Foi assim durante anos. Todas as pessoas que recebiam apoio do Centro Padre Alves Correia (CEPAC), em Lisboa, juntavam-se em fila, à porta da instituição, para receber um cabaz alimentar. Na maior parte das vezes, limitavam-se a pegar na oferta, sem saber o que levavam, agradeciam a ajuda e voltavam para casa.
Por vezes, deparavam-se com ingredientes que não sabiam cozinhar – muitos são imigrantes vindos de África, habituados a outro tipo de dieta.
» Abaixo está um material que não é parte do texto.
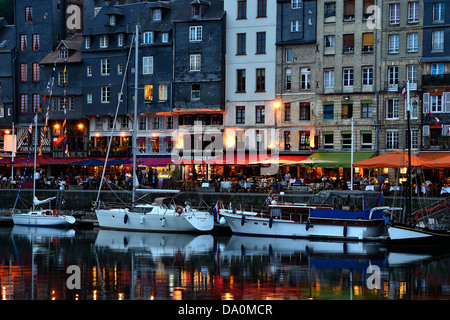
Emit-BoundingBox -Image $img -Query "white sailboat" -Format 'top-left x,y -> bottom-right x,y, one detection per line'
94,25 -> 214,232
11,115 -> 75,227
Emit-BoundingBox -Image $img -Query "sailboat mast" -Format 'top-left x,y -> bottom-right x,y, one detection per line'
131,24 -> 139,207
32,114 -> 37,211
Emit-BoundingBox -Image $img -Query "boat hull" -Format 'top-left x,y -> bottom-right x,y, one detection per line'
221,213 -> 385,241
95,209 -> 214,232
388,223 -> 450,243
11,213 -> 75,228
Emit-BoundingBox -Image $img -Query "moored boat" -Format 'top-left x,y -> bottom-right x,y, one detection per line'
220,190 -> 400,241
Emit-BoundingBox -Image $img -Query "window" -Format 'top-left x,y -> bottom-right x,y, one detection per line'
236,106 -> 245,124
20,94 -> 28,114
159,84 -> 168,101
20,34 -> 27,52
344,0 -> 355,21
255,106 -> 266,123
139,117 -> 147,130
431,95 -> 443,112
361,100 -> 372,118
407,33 -> 419,52
343,34 -> 355,53
25,7 -> 33,22
341,101 -> 353,119
386,129 -> 398,149
291,20 -> 302,32
284,103 -> 291,122
386,99 -> 400,120
31,33 -> 40,51
32,93 -> 40,113
323,102 -> 334,120
285,49 -> 292,63
389,34 -> 399,53
324,2 -> 336,18
153,9 -> 161,21
389,3 -> 400,24
284,69 -> 292,91
298,131 -> 310,150
189,53 -> 202,71
341,131 -> 352,149
362,67 -> 373,86
362,32 -> 373,53
325,35 -> 336,48
20,63 -> 28,82
323,132 -> 334,149
236,69 -> 245,92
236,33 -> 247,54
59,46 -> 69,59
406,64 -> 417,83
256,0 -> 267,18
237,0 -> 247,19
31,62 -> 40,82
300,68 -> 311,90
291,0 -> 302,9
191,83 -> 201,101
142,31 -> 153,44
142,56 -> 153,74
284,131 -> 291,150
256,32 -> 266,53
189,26 -> 202,41
256,69 -> 266,92
100,36 -> 108,48
343,69 -> 353,87
433,2 -> 445,22
323,70 -> 334,88
431,30 -> 444,52
299,102 -> 311,120
361,131 -> 372,149
144,84 -> 153,101
101,86 -> 111,103
408,1 -> 419,23
100,59 -> 110,76
431,63 -> 444,74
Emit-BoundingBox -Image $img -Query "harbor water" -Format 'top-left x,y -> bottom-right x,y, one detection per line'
0,226 -> 450,301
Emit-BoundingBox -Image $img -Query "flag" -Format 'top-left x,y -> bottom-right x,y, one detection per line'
213,201 -> 220,222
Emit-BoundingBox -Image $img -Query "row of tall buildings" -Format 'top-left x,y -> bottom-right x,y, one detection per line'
0,0 -> 450,175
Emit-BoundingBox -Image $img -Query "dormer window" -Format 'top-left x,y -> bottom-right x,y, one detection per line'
192,5 -> 200,18
59,46 -> 69,59
153,9 -> 162,21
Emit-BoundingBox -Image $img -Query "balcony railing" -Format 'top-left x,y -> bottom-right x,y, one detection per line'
422,74 -> 450,86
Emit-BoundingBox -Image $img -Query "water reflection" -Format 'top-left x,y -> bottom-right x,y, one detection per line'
0,227 -> 450,300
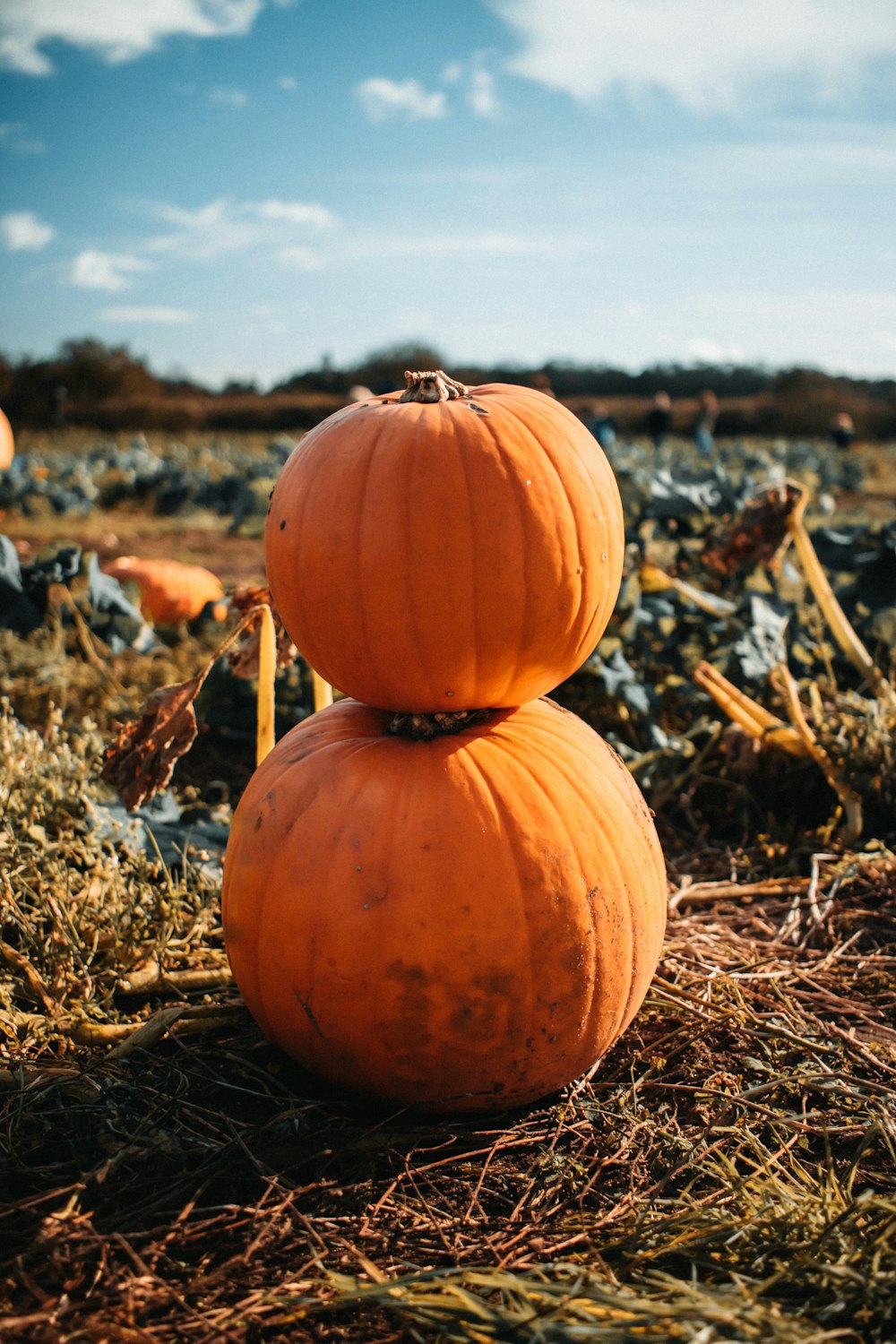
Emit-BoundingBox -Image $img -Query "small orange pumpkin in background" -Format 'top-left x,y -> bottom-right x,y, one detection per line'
103,556 -> 227,625
0,410 -> 16,472
264,371 -> 625,714
221,701 -> 667,1113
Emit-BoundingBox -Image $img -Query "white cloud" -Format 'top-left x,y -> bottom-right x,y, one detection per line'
208,89 -> 248,108
489,0 -> 896,112
148,196 -> 339,261
685,336 -> 745,365
99,308 -> 194,327
0,0 -> 263,75
0,210 -> 55,252
442,56 -> 501,117
355,78 -> 447,121
70,249 -> 151,293
0,121 -> 47,155
277,245 -> 323,271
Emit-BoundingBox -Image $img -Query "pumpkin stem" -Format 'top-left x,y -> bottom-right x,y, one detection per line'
388,710 -> 495,739
399,368 -> 470,402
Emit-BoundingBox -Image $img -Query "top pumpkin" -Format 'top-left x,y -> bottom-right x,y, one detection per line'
0,410 -> 16,472
264,373 -> 625,714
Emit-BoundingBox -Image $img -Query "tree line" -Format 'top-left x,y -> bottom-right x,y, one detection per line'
0,338 -> 896,441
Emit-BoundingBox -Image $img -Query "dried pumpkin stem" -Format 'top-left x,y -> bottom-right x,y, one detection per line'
399,368 -> 470,402
388,710 -> 495,741
771,663 -> 863,844
255,604 -> 277,766
788,495 -> 895,701
694,663 -> 813,757
312,668 -> 333,714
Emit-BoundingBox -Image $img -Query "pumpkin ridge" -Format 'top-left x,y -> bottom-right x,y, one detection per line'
264,422 -> 338,677
504,401 -> 622,671
452,395 -> 481,699
507,720 -> 663,1053
472,406 -> 530,701
466,739 -> 536,1075
491,723 -> 616,1064
353,409 -> 405,699
487,403 -> 590,685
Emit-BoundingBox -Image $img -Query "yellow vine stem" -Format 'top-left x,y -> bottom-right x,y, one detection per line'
312,668 -> 333,712
694,663 -> 813,758
638,562 -> 734,616
788,487 -> 896,702
771,663 -> 863,844
255,604 -> 277,766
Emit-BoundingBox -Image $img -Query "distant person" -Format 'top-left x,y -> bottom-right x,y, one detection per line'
694,390 -> 719,457
586,402 -> 616,449
831,411 -> 856,448
645,392 -> 672,448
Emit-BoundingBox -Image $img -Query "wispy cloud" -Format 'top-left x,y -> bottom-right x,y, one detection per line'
444,54 -> 501,117
68,249 -> 151,293
99,306 -> 196,327
489,0 -> 896,112
685,336 -> 745,365
208,89 -> 248,108
355,77 -> 447,121
146,196 -> 339,261
0,210 -> 55,252
0,0 -> 263,75
0,121 -> 47,155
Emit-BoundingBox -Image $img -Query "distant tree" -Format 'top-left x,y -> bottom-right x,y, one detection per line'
349,340 -> 444,395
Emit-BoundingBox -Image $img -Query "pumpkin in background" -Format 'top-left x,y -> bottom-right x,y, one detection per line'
0,410 -> 16,472
103,556 -> 226,625
264,374 -> 625,714
221,701 -> 667,1113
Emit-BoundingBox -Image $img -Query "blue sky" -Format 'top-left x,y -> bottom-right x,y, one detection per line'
0,0 -> 896,386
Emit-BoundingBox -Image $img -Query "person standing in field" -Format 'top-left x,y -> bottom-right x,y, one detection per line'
831,411 -> 856,448
694,390 -> 719,457
645,392 -> 672,448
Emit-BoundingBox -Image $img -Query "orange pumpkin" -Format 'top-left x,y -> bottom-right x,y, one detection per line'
0,410 -> 16,472
103,556 -> 226,625
223,701 -> 667,1113
264,374 -> 625,714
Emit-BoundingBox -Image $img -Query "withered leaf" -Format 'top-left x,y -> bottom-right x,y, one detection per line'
700,481 -> 802,578
102,671 -> 205,812
227,586 -> 298,682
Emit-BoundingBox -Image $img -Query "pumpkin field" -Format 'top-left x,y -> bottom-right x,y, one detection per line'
0,401 -> 896,1344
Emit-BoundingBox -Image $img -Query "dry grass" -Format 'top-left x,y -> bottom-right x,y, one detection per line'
0,664 -> 896,1344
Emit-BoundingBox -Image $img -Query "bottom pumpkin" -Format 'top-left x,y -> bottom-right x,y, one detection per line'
221,701 -> 667,1113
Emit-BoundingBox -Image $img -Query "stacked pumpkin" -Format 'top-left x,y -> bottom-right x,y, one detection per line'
223,373 -> 667,1113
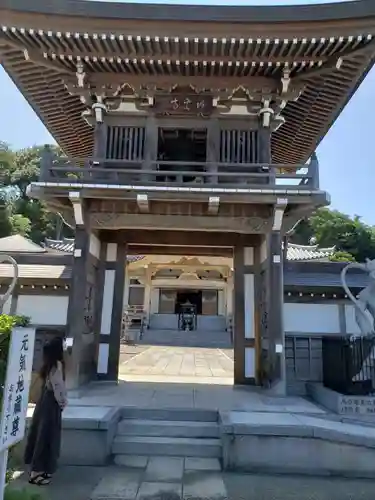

Noutras ocasiões, ao abrir o saco, eram confrontados com produtos de que não gostavam. “Ao longo dos anos, fomos percebendo que tínhamos de trazer mais dignidade para esta resposta”, explica Ana Mansoa, diretora executiva do CEPAC.
A inquietação levou a instituição, que apoia 470 famílias carenciadas, a pôr fim aos tradicionais cabazes alimentares e a criar uma mercearia social, a que deram o nome de mercearia Sabura.
O novo espaço, pertencente à Província Portuguesa da Congregação do Espírito Santo, foi inaugurado no início de julho, em Lisboa, e permite que os beneficiários escolham, através de um sistema de créditos, os produtos a levar.
“Recebemos pessoas de 19 nacionalidades, com culturas, gostos e conhecimentos diferentes. Se por um lado, queremos trabalhar na formação e na aquisição de hábitos de consumo mais saudáveis, por outro lado, pretendemos trazer a pessoa para o centro”, diz a responsável, justificando assim o fim dos cabazes tradicionais.
Um novo paradigma
Logo à entrada da mercearia, situada no bairro da Estrela, em Lisboa, um painel indica o número de produtos a que cada tipo de agregado familiar tem direito.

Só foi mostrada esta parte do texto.